The auto-instrumentation tracks HTTP latency. For LLM-specific metrics, use the OpenTelemetry metrics API:

Python
from opentelemetry import metrics

meter = metrics.get_meter("pharmabot.llm")

# Counters and histograms
token_counter = meter.create_counter(
    "llm.tokens.total",
    description="Total tokens used",
    unit="tokens",
)
latency_histogram = meter.create_histogram(
    "llm.latency_ms",
    description="LLM call latency",
    unit="ms",
)
ttft_histogram = meter.create_histogram(
    "llm.ttft_ms",
    description="Time to first token",
    unit="ms",
)

async def call_azure_openai_tracked(messages: list, model: str) -> str:
    import time
    start = time.perf_counter()
    
    response = await client.chat.completions.create(
        model=model,
        messages=messages,
    )
    
    duration_ms = (time.perf_counter() - start) * 1000
    
    # Record metrics with labels
    attributes = {"model": model, "endpoint": "chat"}
    
    token_counter.add(
        response.usage.prompt_tokens,
        {**attributes, "type": "prompt"}
    )
    token_counter.add(
        response.usage.completion_tokens,
        {**attributes, "type": "completion"}
    )
    latency_histogram.record(duration_ms, attributes)
    
    return response.choices[0].message.content

Tracking Streaming TTFT

Python
import time

async def stream_with_ttft_tracking(messages: list, model: str):
    start = time.perf_counter()
    first_token = True
    
    async for chunk in await client.chat.completions.create(
        model=model,
        messages=messages,
        stream=True,
    ):
        if first_token and chunk.choices[0].delta.content:
            ttft_ms = (time.perf_counter() - start) * 1000
            ttft_histogram.record(ttft_ms, {"model": model})
            first_token = False
        
        content = chunk.choices[0].delta.content or ""
        yield content

Querying in Log Analytics

Navigate to: Azure Portal → Log Analytics Workspace → Logs

All LLM requests in the last hour

KUSTO
customMetrics
| where name == "llm.latency_ms"
| where timestamp > ago(1h)
| summarize
    avg_latency = avg(value),
    p95_latency = percentile(value, 95),
    p99_latency = percentile(value, 99),
    request_count = count()
| project avg_latency, p95_latency, p99_latency, request_count

Token usage by model (cost tracking)

KUSTO
customMetrics
| where name == "llm.tokens.total"
| where timestamp > ago(24h)
| summarize total_tokens = sum(value) by tostring(customDimensions["model"])
| order by total_tokens desc

Error rate

KUSTO
requests
| where timestamp > ago(1h)
| where name contains "/api/chat"
| summarize
    total = count(),
    errors = countif(resultCode >= 400)
| extend error_rate_pct = round(100.0 * errors / total, 2)

Slow requests (over 5s)

KUSTO
requests
| where timestamp > ago(1h)
| where duration > 5000
| where name contains "/api/chat"
| project timestamp, duration, resultCode, url
| order by duration desc

Application Map

In the Azure Portal → Application Insights → Application Map, you'll see a visual graph of:

[Browser] → [pharmabot-api] → [Azure OpenAI]
                            → [Azure AI Search]
                            → [Redis]
                            → [PostgreSQL]

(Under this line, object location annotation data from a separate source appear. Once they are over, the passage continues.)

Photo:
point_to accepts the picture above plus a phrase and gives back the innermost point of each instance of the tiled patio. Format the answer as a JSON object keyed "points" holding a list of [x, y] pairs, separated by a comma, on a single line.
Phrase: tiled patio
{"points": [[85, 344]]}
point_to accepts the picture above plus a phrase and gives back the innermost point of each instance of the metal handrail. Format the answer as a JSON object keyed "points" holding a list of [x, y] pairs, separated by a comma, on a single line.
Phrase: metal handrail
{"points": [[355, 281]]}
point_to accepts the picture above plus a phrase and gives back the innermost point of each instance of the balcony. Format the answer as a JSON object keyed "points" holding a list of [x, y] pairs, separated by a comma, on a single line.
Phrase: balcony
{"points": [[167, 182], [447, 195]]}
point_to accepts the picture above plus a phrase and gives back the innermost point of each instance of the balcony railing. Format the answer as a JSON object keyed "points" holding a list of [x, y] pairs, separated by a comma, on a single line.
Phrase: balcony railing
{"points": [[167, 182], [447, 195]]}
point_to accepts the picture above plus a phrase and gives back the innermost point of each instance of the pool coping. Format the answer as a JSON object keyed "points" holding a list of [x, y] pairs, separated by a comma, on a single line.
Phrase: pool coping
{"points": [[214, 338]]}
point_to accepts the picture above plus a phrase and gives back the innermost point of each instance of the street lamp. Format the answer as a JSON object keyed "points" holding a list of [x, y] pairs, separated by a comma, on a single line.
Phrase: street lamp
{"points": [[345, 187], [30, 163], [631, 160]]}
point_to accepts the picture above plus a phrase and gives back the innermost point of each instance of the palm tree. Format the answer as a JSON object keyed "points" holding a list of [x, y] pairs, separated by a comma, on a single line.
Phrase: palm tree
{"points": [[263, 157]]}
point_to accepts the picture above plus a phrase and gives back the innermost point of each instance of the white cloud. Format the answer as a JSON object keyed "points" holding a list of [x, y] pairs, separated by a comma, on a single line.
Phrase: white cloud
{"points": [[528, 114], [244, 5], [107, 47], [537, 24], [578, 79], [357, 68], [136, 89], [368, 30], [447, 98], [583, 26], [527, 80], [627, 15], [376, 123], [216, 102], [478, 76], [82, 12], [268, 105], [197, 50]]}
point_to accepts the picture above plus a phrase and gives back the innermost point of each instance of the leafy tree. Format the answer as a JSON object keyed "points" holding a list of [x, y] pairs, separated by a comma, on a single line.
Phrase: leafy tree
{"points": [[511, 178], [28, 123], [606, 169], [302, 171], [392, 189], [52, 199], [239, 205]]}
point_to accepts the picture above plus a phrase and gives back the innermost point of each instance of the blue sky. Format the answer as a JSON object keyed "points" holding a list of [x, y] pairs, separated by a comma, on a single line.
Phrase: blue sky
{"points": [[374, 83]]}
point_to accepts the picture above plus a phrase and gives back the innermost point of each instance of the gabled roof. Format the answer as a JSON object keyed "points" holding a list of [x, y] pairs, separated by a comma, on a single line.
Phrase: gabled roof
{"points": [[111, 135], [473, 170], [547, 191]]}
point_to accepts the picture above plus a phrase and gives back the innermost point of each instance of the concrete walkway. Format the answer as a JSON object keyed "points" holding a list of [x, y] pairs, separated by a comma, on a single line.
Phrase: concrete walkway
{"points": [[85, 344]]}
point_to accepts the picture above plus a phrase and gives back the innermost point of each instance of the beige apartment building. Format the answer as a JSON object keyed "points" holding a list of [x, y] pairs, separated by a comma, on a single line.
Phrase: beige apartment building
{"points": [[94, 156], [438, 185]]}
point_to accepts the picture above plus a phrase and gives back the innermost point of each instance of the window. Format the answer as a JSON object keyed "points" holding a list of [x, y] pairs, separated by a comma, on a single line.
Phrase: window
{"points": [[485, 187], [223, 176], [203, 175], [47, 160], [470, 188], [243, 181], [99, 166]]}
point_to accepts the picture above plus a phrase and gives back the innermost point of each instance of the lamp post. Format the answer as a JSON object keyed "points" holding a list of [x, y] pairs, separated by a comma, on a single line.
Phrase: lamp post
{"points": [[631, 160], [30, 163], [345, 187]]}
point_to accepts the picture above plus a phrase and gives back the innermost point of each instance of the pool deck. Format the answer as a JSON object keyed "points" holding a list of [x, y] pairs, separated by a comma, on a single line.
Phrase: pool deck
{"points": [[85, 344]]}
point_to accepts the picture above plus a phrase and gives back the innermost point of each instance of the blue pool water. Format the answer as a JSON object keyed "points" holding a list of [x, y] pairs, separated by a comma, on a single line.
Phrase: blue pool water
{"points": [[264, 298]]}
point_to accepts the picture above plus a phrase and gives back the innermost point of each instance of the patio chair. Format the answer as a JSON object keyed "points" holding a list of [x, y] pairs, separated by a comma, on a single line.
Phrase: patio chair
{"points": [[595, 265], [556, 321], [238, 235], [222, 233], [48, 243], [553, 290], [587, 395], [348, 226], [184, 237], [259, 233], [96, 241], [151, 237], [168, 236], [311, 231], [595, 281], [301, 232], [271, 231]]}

Each arrow shows latency and error rate. This makes it immediately obvious which dependency is the bottleneck.


Live Metrics

Application Insights → Live Metrics shows real-time:

  • Incoming request rate
  • Failed request rate
  • Server response time
  • CPU and memory

Use this during a deployment to immediately see if the new version is healthy.


Checkpoint

After instrumenting, deploy and make 10 requests:

Bash
for i in {1..10}; do
  curl -s http://localhost:8000/api/chat \
    -d '{"message":"What is ibuprofen?"}' \
    -H "Content-Type: application/json" > /dev/null
done

Then in Application Insights → Transaction Search, you should see 10 requests. Click any one to see the full trace: HTTP request → OpenAI call → response. All latencies broken down, all tokens logged.